Even though he omits his title, it's still understood. Along with the fact that we must not forget that the rest of the world's population is at least a head shorter than him, and here, under his feet, he has legions of other doctors who have not succeeded in becoming professors, and above him is only the white ceiling, the blue sky, and Our Lord-and maybe not even that.

"Please sit down, my dear."

He radiates courtesy and dominance, and I ought to be happy. Other women before me have been happy, and there will be many more. What could be better at life's difficult moments than having six feet seven inches of polished medical self-confidence to lean on? And in such reassuring surroundings as these?

On his desk are framed photographs of the doctor's wife and the Airedale and Daddy's three big boys, who are bound to study medicine and get top grades in all their exams, including clinical sexology.
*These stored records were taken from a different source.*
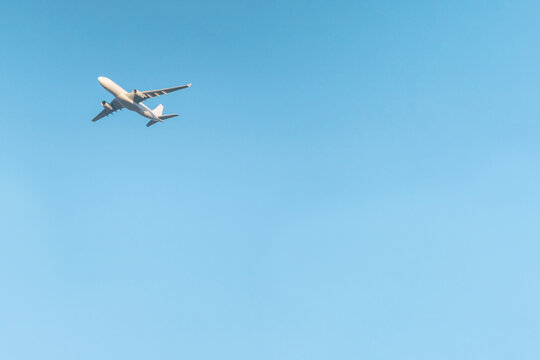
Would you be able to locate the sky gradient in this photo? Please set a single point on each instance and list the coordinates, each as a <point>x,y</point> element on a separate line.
<point>346,180</point>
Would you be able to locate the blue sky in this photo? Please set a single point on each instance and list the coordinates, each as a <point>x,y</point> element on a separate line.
<point>348,180</point>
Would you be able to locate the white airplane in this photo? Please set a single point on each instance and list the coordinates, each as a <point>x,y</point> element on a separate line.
<point>133,101</point>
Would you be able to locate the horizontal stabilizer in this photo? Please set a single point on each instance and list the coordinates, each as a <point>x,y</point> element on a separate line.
<point>163,117</point>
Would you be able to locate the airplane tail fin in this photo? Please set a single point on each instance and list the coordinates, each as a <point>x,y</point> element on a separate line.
<point>158,110</point>
<point>163,117</point>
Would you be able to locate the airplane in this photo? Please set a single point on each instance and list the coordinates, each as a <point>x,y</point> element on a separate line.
<point>133,101</point>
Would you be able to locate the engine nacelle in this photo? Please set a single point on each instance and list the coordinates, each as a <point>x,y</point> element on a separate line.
<point>106,105</point>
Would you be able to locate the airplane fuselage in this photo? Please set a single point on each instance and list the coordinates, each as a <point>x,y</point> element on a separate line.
<point>119,93</point>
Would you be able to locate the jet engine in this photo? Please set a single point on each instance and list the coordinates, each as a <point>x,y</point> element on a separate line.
<point>106,105</point>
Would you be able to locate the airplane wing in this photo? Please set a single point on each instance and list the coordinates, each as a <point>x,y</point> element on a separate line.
<point>115,105</point>
<point>140,96</point>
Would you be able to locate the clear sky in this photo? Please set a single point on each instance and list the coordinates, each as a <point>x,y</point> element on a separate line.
<point>346,180</point>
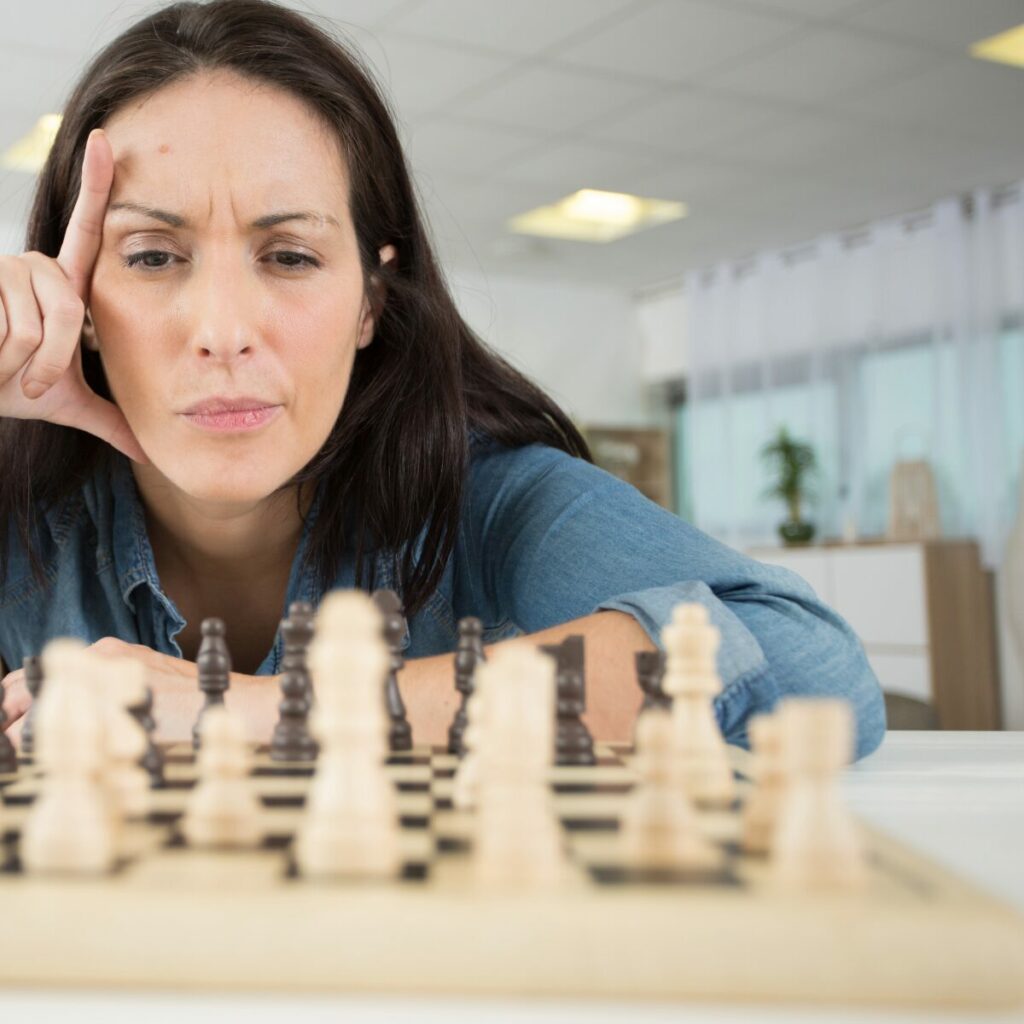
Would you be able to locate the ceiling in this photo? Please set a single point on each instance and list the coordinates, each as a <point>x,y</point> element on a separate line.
<point>774,120</point>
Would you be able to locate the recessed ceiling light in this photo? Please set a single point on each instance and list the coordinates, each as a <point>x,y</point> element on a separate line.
<point>1007,47</point>
<point>590,215</point>
<point>30,153</point>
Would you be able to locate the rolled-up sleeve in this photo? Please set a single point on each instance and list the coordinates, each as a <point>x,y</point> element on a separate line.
<point>553,538</point>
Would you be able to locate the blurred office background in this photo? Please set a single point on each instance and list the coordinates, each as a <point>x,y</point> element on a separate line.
<point>840,255</point>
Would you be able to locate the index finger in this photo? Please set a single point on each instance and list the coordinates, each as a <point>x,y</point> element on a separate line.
<point>85,228</point>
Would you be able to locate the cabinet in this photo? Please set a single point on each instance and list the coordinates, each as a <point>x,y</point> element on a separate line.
<point>924,612</point>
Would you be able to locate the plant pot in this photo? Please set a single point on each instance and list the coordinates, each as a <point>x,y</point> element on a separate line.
<point>796,531</point>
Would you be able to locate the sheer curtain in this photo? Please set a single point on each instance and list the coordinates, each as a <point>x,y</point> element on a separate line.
<point>901,340</point>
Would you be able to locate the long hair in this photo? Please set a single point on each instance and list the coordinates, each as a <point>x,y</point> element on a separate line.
<point>392,467</point>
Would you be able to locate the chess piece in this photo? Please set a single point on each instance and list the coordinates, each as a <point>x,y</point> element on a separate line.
<point>8,755</point>
<point>350,826</point>
<point>214,666</point>
<point>761,810</point>
<point>464,783</point>
<point>291,740</point>
<point>650,673</point>
<point>399,733</point>
<point>153,759</point>
<point>222,811</point>
<point>573,743</point>
<point>468,654</point>
<point>70,827</point>
<point>517,840</point>
<point>816,843</point>
<point>691,680</point>
<point>33,667</point>
<point>121,683</point>
<point>658,827</point>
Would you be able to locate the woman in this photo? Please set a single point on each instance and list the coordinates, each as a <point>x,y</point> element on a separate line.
<point>231,377</point>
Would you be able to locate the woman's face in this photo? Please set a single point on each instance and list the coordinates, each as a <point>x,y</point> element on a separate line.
<point>227,340</point>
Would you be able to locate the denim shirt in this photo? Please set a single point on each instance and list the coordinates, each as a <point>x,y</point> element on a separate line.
<point>544,538</point>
I've never claimed that I was perfect. Confronted with people who have power, and who enjoy using it, I turn into a different person, a baser and meaner one.

But I don't show it. I sit down on the very edge of the chair, and I place my dark gloves and the hat with the dark veil on the very edge of the mahogany surface. Facing Professor Loyen, like so many times before, there is a black-clad, grieving, inquiring, uncertain woman.

"You're a Greenlander?"

It's because of his professional experience that he can see it.
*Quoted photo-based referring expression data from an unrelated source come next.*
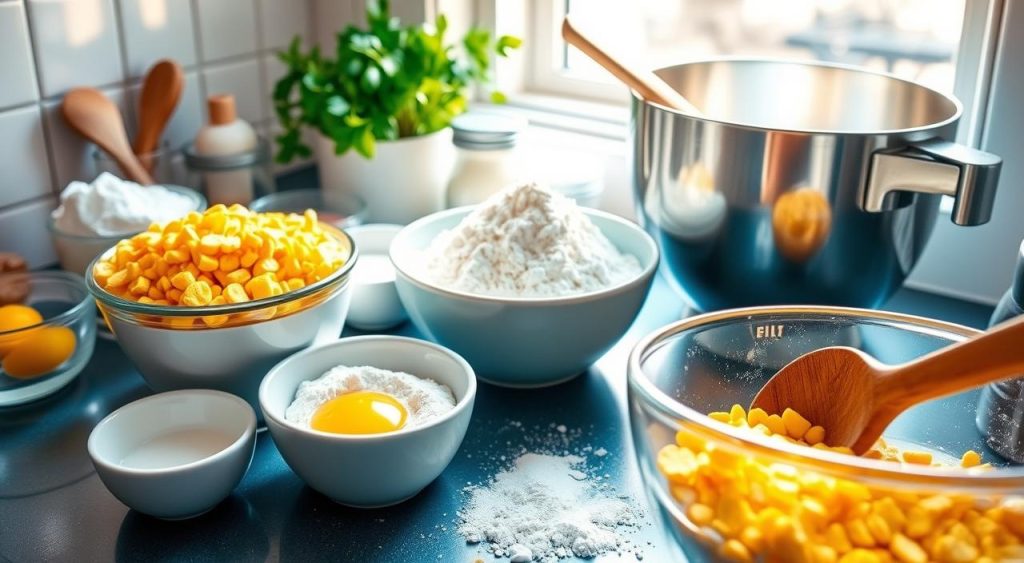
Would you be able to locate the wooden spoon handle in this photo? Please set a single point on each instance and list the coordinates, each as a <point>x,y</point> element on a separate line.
<point>994,355</point>
<point>646,83</point>
<point>133,169</point>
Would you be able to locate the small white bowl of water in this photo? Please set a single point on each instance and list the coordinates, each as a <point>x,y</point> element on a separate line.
<point>376,305</point>
<point>175,455</point>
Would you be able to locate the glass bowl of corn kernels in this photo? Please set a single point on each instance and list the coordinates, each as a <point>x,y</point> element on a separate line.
<point>215,299</point>
<point>738,484</point>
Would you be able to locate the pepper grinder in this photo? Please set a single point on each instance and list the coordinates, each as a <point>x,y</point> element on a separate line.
<point>1000,408</point>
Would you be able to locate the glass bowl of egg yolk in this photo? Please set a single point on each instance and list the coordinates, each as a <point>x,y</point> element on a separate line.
<point>732,484</point>
<point>47,338</point>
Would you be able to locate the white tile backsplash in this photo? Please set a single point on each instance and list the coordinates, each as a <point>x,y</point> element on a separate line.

"My mother was from Thule. You were the one who… examined Isaiah?"

He gestures affirmatively.

"What I'd like to know is: what did he die of?" The question catches him a little off guard. "From the fall."
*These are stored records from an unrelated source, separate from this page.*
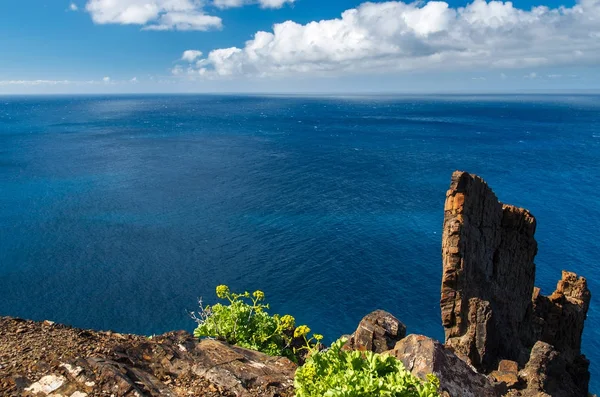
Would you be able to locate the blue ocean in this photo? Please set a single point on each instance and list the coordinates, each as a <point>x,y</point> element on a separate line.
<point>120,212</point>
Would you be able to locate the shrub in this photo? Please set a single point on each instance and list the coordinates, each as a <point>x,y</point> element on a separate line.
<point>339,373</point>
<point>245,322</point>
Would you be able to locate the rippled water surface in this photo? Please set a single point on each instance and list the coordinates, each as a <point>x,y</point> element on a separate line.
<point>119,212</point>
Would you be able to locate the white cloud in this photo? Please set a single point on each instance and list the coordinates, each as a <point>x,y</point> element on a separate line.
<point>396,36</point>
<point>34,82</point>
<point>261,3</point>
<point>191,55</point>
<point>153,14</point>
<point>42,82</point>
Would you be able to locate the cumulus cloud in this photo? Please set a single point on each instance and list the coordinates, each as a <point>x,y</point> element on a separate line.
<point>191,55</point>
<point>153,14</point>
<point>261,3</point>
<point>396,36</point>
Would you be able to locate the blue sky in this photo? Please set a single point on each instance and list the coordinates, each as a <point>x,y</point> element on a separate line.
<point>52,46</point>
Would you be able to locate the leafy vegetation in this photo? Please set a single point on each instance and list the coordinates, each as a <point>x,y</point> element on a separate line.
<point>245,322</point>
<point>339,373</point>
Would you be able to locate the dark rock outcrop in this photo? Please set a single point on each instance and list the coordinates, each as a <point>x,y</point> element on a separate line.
<point>422,356</point>
<point>45,359</point>
<point>487,246</point>
<point>378,332</point>
<point>490,308</point>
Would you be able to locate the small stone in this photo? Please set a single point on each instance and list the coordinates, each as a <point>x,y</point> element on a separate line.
<point>47,384</point>
<point>508,366</point>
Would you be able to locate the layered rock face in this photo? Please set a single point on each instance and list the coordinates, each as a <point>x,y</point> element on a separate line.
<point>490,308</point>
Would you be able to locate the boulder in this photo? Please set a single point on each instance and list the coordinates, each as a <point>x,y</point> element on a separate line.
<point>377,332</point>
<point>422,356</point>
<point>546,373</point>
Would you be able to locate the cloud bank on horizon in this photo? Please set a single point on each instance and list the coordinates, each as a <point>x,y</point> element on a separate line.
<point>396,36</point>
<point>167,14</point>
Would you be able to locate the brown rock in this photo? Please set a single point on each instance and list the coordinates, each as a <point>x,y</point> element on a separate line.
<point>422,356</point>
<point>378,331</point>
<point>507,373</point>
<point>72,362</point>
<point>486,247</point>
<point>490,308</point>
<point>546,374</point>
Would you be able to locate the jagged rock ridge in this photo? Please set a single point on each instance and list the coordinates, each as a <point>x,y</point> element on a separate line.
<point>490,308</point>
<point>503,338</point>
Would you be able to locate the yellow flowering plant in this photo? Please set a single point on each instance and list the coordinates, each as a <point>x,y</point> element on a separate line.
<point>245,322</point>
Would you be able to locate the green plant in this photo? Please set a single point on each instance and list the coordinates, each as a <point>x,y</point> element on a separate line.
<point>340,373</point>
<point>245,322</point>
"But what does that mean, physiologically?"

He thinks it over for a moment, not used to having to explain the obvious.

"He fell from a height of seven stories. The organism as a whole quite simply collapses."

"But somehow he looked so unscathed."

"That's normal with accidental falls, my dear. But…"

I know what he's going to say: Until we open them up, that is. Then it's nothing but splinters of bone and internal bleeding.

"But he wasn't," he finishes his sentence.

He straightens up. He has other things to do. The conversation is drawing to a close without ever getting started. Like so many conversations before and after this one.

"Was there any trace of violence?"

This doesn't surprise him. At his age and in his business he is not easily surprised.

"None at all," he says.

I sit there in total silence. It's always interesting to leave Europeans in silence. For them it's a vacuum in which the tension grows and converges toward the intolerable. "What gave you that idea?"

He has now dropped the "my dear." I ignore his question.

"Why is it that this office and this department are not located in Greenland?" I ask.

"The institute is only three years old. Previously there was no autopsy center for Greenland. The district attorney in.Godthab would send word to the Institute of Forensic Medicine in Copenhagen whenever it was necessary. This department is new and temporary. The whole thing is going to be moved to Godthab sometime next year."

"And you?" I ask.

He's not used to being interrogated, and any moment now he's going to stop answering. "I'm head of the Institute for Arctic Medicine. But originally I was a forensic pathologist. During this initial phase I am the acting director of the autopsy center."

"Do you perform all of the forensic autopsies on Greenlanders?"

It's a shot in the dark. But it must have been a hard, flat shot all the same, because it makes him blink:

"No," he says, speaking slowly now, "but I sometimes assist the Danish autopsy center. They have thousands of cases every year, from all over the country."

I think about Jean Pierre Lagermann. "Did you perform the autopsy alone?"

"We have a set routine that is followed except in extraordinary cases. There is one doctor, with a lab technician or sometimes a nurse to assist him."

"Is it possible to see the autopsy report?"

"You wouldn't be able to understand it, anyway. And you wouldn't like what you did understand!"

For a brief moment he has lost his self-control. But it's instantly restored. "These reports are the property of the police, who formally request the autopsies. And who decide, by the way, when the burial can take place after they sign the death certificate. Public access to administrative details applies to civil matters, not criminal ones."